Coming to public expenditure,  the budget proposes 34.5% increase in capital expenditure. By the time budget is finally approved and expenditures are incurred, you know,   it may not be possible for the Finance Minister to control revenue expenditure. Capital expenditure will have to be slashed to accommodate the increase in  revenue expenditure. Because this is the way finances are managed for quite some time in our country.  I am a bit apprehensive about it but let us hope for the best.  If the performance of the  economy improves and  production process is fully carried out, GST revenues may show faster growth. GST revenues of the past few months suggest such a trend. Thus 15% to 20% increase in capital expenditure is possible.
I do agree that the Finance Minister has limitations in mobilizing additional resources in the backdrop of the pandemic. But still she could have tried to mobilise a few  more  thousand crores by raising the marginal tax rates  of super-rich. This could have been achieved without much adverse impact on the level of consumption and welfare to the elites. As our Finance Minister Dr. Thomas Isaac rightly pointed out, the corporate sector received lot of concessions. I feel that the Corporate sector itself  would have benefitted much  if  resources were mopped up from them and transferred to the poorer sections through some kind of cash transfers.  It is   really baffling to me why this is not done.

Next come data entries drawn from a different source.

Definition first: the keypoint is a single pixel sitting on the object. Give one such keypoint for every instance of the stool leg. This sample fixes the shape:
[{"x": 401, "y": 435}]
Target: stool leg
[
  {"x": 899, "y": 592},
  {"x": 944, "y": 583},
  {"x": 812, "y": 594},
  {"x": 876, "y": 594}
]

There is absolutely no proposal in the budget  to raise the income of the ordinary people. This is different from the scenario emerging from most developed and developing countries. You know in developed countries lot of cash transfers are taking place. In the  United States, families are given $ 1200 as cash transfers. I do agree that it may not be possible for India to match this. But if the Finance Minister had announced a cash transfers to the tune of Rs.500 to farmer families and families of marginalized sections, it will straight away reach the local market. The increased consumption of industrial products will lead to increased industrial production and tax revenue. I think the Finance Minister should have done something more in this direction.
Now I turn to the recommendations of the 15th Finance Commission. As Keralites, we are all happy about the recommendation of  the Commission to award revenue deficit grant. But I tell you this is a trap. We have been trying to  wipe out revenue deficit as required by 13th and 14th Finance Commissions. We have failed to meet the targets of Fiscal Responsibility and Budget Management Act. In fact, the 14th Finance Commission awarded revenue deficit grant  to wipe  out revenue deficit by 2018-19. Now we know where we stand. There is ample opportunity for Kerala to mobilise public resources. The only point I would like to make is that the Central Finance Commissions should incentivize resource mobilization. The revenue deficit grant has turned out to be a temptation to incur revenue deficit. Thank you.